Lontano di aver perso il suo enorme potere di regolare la vita dei suoi cittadini, lo stato rumeno (nel complesso delle sue istituzioni) ha attraversato un periodo, anche se più lungo del previsto, di ampie ristrutturazioni necessarie dopo una “tradizione” di quasi mezzo secolo di regime totalitario. L’antropologo Bruno Ricco, in uno studio basato sull’analisi delle “pratiche transnazionali” tra l’Italia e il Senegal (2004), riflette sul ruolo ancora molto attivo che gli stati nazionali mantengono nel contesto mondiale della globalizzazione:

In primo luogo, lo stato è ovviamente importante per il transnazionalismo, in quanto è insito nella sua stessa definizione: i trasmigranti sono coloro le cui vite quotidiane si svolgono “qui” e “là”, tra due o piè stati nazionali, con profonde conseguenze sia per i migranti sia per gli stati che questi ultimi attraversano.
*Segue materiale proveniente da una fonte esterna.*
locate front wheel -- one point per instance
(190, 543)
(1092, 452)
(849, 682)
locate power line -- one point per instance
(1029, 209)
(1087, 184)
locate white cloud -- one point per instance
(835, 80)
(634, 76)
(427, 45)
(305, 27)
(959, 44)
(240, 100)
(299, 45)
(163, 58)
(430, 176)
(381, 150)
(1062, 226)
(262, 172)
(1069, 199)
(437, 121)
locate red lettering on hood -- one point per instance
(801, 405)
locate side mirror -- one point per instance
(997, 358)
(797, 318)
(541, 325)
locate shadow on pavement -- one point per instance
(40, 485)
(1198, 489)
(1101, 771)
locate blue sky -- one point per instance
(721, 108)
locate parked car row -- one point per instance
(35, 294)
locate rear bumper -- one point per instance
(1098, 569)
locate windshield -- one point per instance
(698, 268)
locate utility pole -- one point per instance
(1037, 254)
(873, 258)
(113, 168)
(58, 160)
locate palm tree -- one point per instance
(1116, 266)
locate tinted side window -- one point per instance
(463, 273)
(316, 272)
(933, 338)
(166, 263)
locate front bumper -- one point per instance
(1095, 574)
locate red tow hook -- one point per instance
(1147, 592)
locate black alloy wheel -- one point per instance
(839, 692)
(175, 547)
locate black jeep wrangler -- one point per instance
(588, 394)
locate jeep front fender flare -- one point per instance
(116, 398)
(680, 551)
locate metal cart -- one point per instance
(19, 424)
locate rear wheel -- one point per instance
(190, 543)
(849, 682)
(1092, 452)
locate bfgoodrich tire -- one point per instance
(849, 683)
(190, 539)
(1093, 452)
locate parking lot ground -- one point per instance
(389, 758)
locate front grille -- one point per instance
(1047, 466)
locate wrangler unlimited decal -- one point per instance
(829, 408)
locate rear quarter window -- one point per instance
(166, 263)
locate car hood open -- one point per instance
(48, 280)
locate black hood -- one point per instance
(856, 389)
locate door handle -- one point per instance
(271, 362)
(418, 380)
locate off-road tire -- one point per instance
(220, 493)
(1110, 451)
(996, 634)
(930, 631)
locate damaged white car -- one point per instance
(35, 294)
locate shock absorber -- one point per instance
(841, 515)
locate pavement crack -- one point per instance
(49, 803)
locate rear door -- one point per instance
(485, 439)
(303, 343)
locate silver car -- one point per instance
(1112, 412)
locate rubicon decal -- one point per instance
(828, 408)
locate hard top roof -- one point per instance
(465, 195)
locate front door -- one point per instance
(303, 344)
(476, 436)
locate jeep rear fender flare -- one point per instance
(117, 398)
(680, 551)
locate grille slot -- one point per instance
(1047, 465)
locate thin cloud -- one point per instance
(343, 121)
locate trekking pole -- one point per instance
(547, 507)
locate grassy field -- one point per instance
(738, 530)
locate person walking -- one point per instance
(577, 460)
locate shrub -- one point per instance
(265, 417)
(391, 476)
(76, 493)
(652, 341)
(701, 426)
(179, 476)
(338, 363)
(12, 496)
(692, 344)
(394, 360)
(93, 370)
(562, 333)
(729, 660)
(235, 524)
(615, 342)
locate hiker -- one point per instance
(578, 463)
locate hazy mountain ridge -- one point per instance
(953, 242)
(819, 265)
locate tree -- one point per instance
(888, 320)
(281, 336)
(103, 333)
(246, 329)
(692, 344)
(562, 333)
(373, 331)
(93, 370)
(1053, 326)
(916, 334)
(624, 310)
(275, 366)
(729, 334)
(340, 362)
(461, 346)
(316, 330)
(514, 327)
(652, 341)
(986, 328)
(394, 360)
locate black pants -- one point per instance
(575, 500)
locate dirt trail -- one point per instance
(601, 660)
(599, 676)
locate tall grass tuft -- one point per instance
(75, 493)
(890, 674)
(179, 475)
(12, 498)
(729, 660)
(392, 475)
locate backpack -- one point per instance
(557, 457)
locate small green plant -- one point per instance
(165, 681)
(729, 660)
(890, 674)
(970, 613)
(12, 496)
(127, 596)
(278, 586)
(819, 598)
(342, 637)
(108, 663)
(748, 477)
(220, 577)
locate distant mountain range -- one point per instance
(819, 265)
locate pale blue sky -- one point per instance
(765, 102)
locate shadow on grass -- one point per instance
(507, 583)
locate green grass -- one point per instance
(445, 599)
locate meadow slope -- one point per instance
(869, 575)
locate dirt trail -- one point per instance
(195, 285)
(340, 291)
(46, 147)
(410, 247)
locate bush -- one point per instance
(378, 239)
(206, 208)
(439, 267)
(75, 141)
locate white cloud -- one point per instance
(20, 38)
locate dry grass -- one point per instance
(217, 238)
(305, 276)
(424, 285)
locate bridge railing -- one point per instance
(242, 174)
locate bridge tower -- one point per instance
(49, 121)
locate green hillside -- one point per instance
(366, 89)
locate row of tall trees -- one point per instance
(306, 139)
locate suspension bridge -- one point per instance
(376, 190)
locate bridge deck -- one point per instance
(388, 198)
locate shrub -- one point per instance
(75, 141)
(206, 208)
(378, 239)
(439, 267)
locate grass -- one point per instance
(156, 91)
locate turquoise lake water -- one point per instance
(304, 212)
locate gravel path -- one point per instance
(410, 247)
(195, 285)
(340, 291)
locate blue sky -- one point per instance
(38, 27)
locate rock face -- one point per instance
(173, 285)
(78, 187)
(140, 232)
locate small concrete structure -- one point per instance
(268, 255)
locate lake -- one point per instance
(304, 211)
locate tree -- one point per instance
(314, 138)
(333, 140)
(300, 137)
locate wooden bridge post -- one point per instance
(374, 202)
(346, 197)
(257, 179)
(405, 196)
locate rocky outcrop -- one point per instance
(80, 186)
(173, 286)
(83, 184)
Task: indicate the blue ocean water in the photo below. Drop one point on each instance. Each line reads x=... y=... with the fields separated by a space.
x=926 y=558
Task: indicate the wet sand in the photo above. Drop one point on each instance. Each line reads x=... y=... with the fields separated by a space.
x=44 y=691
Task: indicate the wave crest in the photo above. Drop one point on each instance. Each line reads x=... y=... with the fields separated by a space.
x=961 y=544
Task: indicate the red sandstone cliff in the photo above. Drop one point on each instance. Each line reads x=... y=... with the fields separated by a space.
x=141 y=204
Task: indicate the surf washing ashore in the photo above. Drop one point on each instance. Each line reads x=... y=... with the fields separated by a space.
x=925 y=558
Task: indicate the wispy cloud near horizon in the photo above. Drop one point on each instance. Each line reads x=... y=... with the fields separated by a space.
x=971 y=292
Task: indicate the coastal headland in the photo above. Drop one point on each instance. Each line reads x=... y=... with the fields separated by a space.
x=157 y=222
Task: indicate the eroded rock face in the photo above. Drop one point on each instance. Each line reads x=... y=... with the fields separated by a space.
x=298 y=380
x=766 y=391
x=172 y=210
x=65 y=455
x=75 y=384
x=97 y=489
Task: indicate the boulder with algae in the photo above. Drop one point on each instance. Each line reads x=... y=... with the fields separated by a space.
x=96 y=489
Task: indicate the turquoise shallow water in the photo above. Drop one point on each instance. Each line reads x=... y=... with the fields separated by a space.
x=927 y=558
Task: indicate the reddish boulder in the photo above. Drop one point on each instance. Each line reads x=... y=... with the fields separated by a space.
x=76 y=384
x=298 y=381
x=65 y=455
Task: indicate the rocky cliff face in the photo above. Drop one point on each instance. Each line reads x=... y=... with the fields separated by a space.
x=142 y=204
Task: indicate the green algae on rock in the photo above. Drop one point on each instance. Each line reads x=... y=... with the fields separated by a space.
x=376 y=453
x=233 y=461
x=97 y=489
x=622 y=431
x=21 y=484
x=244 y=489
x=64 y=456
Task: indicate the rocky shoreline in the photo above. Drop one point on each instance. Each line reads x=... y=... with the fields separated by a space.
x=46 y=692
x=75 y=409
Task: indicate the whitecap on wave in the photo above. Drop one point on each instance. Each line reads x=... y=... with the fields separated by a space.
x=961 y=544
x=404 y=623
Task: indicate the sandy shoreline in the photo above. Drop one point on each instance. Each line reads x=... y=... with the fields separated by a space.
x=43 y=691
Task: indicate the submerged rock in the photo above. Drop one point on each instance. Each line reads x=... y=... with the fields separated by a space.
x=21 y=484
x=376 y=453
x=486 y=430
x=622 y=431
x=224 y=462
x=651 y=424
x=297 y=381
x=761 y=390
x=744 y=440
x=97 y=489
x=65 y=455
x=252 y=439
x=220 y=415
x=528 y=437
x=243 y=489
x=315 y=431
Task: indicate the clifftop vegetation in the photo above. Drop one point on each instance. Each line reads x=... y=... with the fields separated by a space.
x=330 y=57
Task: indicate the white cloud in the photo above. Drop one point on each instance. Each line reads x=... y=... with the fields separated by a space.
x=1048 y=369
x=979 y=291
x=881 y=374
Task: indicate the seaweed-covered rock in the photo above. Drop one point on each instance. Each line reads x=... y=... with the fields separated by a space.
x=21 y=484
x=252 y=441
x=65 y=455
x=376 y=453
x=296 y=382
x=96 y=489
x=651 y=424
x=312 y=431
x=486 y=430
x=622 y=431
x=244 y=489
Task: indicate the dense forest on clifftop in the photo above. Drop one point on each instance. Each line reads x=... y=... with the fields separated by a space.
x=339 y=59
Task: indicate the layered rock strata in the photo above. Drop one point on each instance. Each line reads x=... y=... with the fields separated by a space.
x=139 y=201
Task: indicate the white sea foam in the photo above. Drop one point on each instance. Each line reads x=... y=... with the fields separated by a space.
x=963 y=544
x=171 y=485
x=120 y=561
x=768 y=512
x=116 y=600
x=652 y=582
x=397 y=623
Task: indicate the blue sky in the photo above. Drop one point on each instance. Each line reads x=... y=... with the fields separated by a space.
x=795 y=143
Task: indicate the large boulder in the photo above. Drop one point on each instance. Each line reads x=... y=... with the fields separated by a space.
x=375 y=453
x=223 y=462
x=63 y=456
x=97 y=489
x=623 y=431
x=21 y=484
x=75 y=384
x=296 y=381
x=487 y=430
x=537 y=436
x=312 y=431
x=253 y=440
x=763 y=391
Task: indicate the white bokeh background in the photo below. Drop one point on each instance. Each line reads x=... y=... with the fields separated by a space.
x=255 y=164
Inoltre, il potere di esclusione e la forza disciplinatrice degli stati sono ancora molto attivi e lo stato può rivelarsi in alcuni casi un attore creativo nell’utilizzo economico o politico delle reti transnazionali. (…) Lo sviluppo delle migrazioni transnazionali potrebbe stimolare più delle trasformazioni dello stato nazionale come ci siamo abituati a concepirlo che un esaurirsi totale della sua funzione, in particolare per quanto riguarda quella di controllo e di polizia. (p. 126-127)

Certamente, il periodo di mancato intervento sostenuto e strutturato da parte dello stato rumeno riguardo all’evoluzione dell’emigrazione dei suoi cittadini ha lasciato spazio anche allo sviluppo di forme abusive di spostamenti legati al traffico di persone a scopo di sfruttamento. Dopo il 2006, in passo con le preparazioni all’adesione e ulteriormente in qualità di membro dell’Unione Europea, lo stato rumeno ha dovuto essere presente (anche se in alcune aree solo formalmente) e partecipe alle azioni comuni dei paesi comunitari. I risultati non sono ancora molto visibili, ma saranno sicuramente un ambito interessante di ricerca negli anni futuri.